HYDROLYZED (SOURCE) PROTEIN - flavor enhancers that can be used in meat and poultry products. They are made from protein obtained from a plant source such as soy or wheat, or from an animal source, such as milk. The source used must be identified on the label.
MODIFIED FOOD STARCH - starch that has been chemically altered to improve its thickening properties. Before the starch is modified, it is separated from the protein through isolation techniques; therefore, the source of the starch used is not required on the label.
MONOSODIUM GLUTAMATE (MSG) - MSG is a flavor enhancer. It comes from a common amino acid, glutamic acid, and must be declared as monosodium glutamate on meat and poultry labels.
PAPAIN - an enzyme that can dissolve or degrade the proteins collagen and elastin to soften meat and poultry tissue. It is derived from the tropical papaya tree and is used as a meat tenderizer.
PHOSPHATES - the two beneficial effects of phosphates in meat and poultry products are moisture retention and flavor protection. An example is the use of phosphates in the curing of ham where approved additives are sodium or potassium salts of tripolyphosphate, hexametaphosphate, acid pyrophosphate, or orthophosphates, declared as "phosphates" on labels.
PROPYL GALLATE - used as an antioxidant to prevent rancidity in products such as rendered fats or pork sausage. It can be used in combination with antioxidants such as BHA and BHT.
RANCID/RANCIDITY - oxidation/breakdown of fat that occurs naturally causing undesirable smell and taste. BHA/BHT and tocopherols are used to keep fats from becoming rancid.

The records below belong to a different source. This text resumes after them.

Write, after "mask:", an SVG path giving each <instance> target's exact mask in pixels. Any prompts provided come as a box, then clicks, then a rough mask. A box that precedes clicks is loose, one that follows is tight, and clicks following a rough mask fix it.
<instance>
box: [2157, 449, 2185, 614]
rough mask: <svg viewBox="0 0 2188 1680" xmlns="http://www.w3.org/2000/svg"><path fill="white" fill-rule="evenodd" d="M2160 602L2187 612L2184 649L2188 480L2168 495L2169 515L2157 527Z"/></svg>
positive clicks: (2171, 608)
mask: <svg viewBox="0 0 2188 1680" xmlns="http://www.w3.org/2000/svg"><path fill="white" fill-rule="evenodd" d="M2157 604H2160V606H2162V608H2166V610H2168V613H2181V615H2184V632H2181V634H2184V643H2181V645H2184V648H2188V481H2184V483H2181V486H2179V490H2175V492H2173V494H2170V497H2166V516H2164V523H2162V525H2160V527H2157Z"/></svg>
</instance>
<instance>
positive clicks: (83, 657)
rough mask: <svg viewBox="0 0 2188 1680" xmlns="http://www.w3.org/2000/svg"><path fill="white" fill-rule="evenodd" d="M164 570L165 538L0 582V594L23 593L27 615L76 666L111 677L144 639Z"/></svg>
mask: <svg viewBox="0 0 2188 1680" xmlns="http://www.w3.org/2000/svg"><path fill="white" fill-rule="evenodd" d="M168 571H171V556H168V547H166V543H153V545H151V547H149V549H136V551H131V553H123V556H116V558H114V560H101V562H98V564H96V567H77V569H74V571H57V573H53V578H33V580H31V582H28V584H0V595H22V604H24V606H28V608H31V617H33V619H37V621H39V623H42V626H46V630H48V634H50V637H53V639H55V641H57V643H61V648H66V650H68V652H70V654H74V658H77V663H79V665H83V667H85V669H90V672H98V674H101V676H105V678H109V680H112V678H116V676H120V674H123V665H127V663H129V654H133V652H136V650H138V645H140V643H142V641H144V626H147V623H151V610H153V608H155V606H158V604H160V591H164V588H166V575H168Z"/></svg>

SODIUM CASEINATE - used as a binder in products such as frankfurters and stews.
SODIUM ERYTHORBATE - is the sodium salt of erythorbic acid, a highly refined food-grade chemical closely related to vitamin C, synthesized from sugar, and used as a color fixative in preparing cured meats. (Note: Erythorbate is NOT earthworms. Perhaps the spelling or pronunciation has contributed to this misconception because the Hotline receives many calls related to this concern.)
SODIUM NITRITE - used alone or in conjunction with sodium nitrate as a color fixative in cured meat and poultry products (bologna, hot dogs, bacon). Helps prevent growth of Clostridium botulinum, which can cause botulism in humans.
SUGAR (SUCROSE) - used as sweetener in an endless list of food products. TEXTURIZERS/STABILIZERS/THICKENERS - used in foods to help maintain uniform texture or consistency. These are substances that are commonly called binders. Examples are gelatin and carrageenan.
WHEY, DRIED - the dried form of a component of milk that remains after cheese making. Can be used as a binder or extender in various meat products, such as sausage and stews.
STILL HUNGRY? Pink slime meat is also in many hot dogs, lunch meats, chili, sausages, pepperoni, retail frozen entrees, roast beef and canned foods. Geez, it's hard to know what you're eating in the 21st century. Glad that farmers markets are opening soon!